Opportunities for Sorghum Abound
Today, the opportunities for sorghum seem to far outweigh the crop’s challenges and limitations, despite the technology advantages held by other crops.
While the technology of transgenic modification has allowed corn and soybeans to dominate acres across the United States, it will likely not hold the same opportunity for sorghum, Dahlberg suggests.
Transgenic modification isn’t the only technology on the horizon for the genetic improvement of sorghum. Dahlberg says that gene editing could be beneficial to enhancing genetic improvement in the crop.
“If we know what gene to turn off, we can make a plant photo period insensitive and convert exotic lines in a year or two, rather than seven or eight,” he says. “We would also be able to maintain almost all of the exotic germplasm which will, ultimately, give us more genotypes to look at.”

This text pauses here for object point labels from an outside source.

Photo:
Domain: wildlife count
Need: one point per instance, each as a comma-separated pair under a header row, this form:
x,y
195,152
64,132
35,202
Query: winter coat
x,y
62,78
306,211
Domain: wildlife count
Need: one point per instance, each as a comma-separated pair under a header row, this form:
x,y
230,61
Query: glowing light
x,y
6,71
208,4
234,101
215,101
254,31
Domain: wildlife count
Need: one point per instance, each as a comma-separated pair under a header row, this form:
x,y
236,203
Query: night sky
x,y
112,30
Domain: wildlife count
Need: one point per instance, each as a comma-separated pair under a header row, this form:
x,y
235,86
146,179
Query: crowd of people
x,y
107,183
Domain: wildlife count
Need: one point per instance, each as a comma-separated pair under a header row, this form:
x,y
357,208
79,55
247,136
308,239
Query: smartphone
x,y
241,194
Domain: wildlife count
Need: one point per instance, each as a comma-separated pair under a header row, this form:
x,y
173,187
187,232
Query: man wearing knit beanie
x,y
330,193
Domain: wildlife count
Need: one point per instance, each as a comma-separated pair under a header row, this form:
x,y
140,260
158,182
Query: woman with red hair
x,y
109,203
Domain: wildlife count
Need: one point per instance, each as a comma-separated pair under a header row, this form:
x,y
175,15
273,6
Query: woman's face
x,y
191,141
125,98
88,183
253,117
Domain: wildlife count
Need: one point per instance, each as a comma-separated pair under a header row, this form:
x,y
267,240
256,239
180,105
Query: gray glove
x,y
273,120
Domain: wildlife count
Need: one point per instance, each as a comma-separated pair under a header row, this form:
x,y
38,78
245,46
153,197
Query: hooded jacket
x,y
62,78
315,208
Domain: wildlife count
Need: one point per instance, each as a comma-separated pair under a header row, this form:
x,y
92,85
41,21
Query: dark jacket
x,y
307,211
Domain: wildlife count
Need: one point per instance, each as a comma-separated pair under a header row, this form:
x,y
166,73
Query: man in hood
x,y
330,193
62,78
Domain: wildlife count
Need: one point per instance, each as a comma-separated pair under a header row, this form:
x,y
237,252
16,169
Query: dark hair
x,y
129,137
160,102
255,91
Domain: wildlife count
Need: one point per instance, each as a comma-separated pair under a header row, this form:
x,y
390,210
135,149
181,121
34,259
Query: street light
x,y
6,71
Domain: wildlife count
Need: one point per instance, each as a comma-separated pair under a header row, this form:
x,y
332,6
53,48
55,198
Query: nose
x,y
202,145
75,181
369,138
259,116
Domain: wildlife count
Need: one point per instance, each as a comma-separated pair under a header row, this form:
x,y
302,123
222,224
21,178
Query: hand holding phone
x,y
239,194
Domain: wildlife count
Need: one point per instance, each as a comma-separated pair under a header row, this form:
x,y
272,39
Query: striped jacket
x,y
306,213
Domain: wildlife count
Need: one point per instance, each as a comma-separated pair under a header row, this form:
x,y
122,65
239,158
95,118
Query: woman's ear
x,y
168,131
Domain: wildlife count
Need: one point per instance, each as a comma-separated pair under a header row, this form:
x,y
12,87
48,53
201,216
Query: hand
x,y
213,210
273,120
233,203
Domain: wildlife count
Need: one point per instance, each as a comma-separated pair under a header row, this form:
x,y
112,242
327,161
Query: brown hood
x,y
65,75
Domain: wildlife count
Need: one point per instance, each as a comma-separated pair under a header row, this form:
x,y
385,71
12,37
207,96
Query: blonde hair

Sexton-Bowser also shares that sorghum offers untapped benefits because of the types of environments and ecologies accessions are generated from. She notes that while the agriculture industry has made considerable genetic gain in both corn and soybeans, there has been less selection pressure and fewer resources dedicated to the sorghum crop — providing much more unexploited genetic potential to be mobilized as technology in the seed bag for U.S. famers.
“The one thing that we all need to remember about genetic improvement within a crop is that there is a give-and-take system of trade-offs,” she says. “As you make more advanced genetic gains on a certain crop, you are potentially foregoing future opportunities and diversity. It’s all about balance as we build out a pipeline for sorghum that can put into play the genetic diversity that we aren’t leveraging today.”